I’m going to tell you a story here. One you already know, Mr. P, but I’ll be including some facts and details for anyone in this room who may not have been there or in case I want to use this monologue again someday when I am finally auditioning out in the quote-unquote real world, as you are so fond of calling it when trying to alert us to the truth that our high school shenanigans will not be appreciated by professionals.

You can start timing me…now.

Scotty King got electrocuted while running the light board.

It sounds like a joke, I know, but I’m saying that he
got electrocuted.
While
running the light board.
I’m saying that he died, during the second act of
Miracle Worker
when Julie-Ann Leskowitz had gotten so good at playing blind, deaf, and dumb that she didn’t stop her scene, even though the lights flashed and everyone heard the sizzling noise from up in the booth and Annie Sullivan stopped and said, “Oh my God, Scotty,” because she knew about the leak in the auditorium roof and Scotty’s belief that bare feet were good luck and we were having one of those late spring storms and there were puddles and drips everywhere, and she put it all together faster than any of us. And we stopped the show and people filed out, a lot of them not realizing what had happened and asking if they’d get a refund.
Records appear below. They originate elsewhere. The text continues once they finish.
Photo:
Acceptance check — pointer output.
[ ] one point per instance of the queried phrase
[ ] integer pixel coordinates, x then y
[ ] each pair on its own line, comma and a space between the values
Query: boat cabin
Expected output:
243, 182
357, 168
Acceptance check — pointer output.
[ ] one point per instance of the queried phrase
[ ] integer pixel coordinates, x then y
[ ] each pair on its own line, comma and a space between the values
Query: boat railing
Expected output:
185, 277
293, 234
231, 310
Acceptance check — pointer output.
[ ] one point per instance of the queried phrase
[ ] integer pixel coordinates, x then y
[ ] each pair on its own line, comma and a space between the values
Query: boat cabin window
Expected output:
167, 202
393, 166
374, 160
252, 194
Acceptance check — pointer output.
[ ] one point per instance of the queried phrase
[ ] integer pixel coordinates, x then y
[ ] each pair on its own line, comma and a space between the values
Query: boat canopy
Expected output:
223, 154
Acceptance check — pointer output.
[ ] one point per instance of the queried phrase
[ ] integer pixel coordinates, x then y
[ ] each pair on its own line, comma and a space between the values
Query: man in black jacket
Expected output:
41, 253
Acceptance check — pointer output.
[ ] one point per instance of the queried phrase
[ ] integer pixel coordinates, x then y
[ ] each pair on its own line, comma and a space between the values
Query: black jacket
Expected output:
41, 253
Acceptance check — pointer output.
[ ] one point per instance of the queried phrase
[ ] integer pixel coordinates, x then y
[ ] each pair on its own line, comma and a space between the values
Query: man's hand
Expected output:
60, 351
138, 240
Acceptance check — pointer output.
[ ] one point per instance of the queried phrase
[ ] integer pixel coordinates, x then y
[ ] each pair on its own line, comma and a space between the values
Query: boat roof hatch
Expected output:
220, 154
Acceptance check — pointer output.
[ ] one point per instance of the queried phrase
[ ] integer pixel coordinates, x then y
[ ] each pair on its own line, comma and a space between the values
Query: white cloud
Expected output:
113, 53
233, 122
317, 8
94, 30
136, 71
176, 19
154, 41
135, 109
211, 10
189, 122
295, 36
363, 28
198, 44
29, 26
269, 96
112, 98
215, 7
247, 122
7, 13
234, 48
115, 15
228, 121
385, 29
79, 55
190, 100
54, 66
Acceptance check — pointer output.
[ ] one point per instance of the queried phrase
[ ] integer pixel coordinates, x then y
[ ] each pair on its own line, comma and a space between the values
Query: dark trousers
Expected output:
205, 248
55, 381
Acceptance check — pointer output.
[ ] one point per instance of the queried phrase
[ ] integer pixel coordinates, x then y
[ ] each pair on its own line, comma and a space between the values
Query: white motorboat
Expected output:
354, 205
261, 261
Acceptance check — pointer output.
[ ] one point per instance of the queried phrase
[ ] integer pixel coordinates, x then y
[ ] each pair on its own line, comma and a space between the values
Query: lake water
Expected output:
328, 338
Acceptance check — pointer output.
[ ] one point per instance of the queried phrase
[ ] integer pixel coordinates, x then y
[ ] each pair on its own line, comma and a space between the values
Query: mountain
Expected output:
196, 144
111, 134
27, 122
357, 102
Seriously, who asks for a refund for a seven-dollar high school play? I’m sorry, I’m still making it sound like a joke. You don’t know this about me, since you’ve never taken the time to know anything about me, but I use humor that way. It relieves the tension. Unless someone is actually dead, like Scotty, in which case it just ends up sounding sick and insensitive.

You know all this already, of course, as it is in our very recent history. And, well, you were there and all. What you may not realize is that it was supposed to be me.

Now it doesn’t sound like a joke. Now it sounds melodramatic, like I’m trying to get attention or turn the focus away from Scotty’s tragedy on to me, who has suffered no tragedy other than spending the last few months walking around like a zombie, like a ghost, like I stole someone else’s life and thinking if it had been me, would anyone have noticed?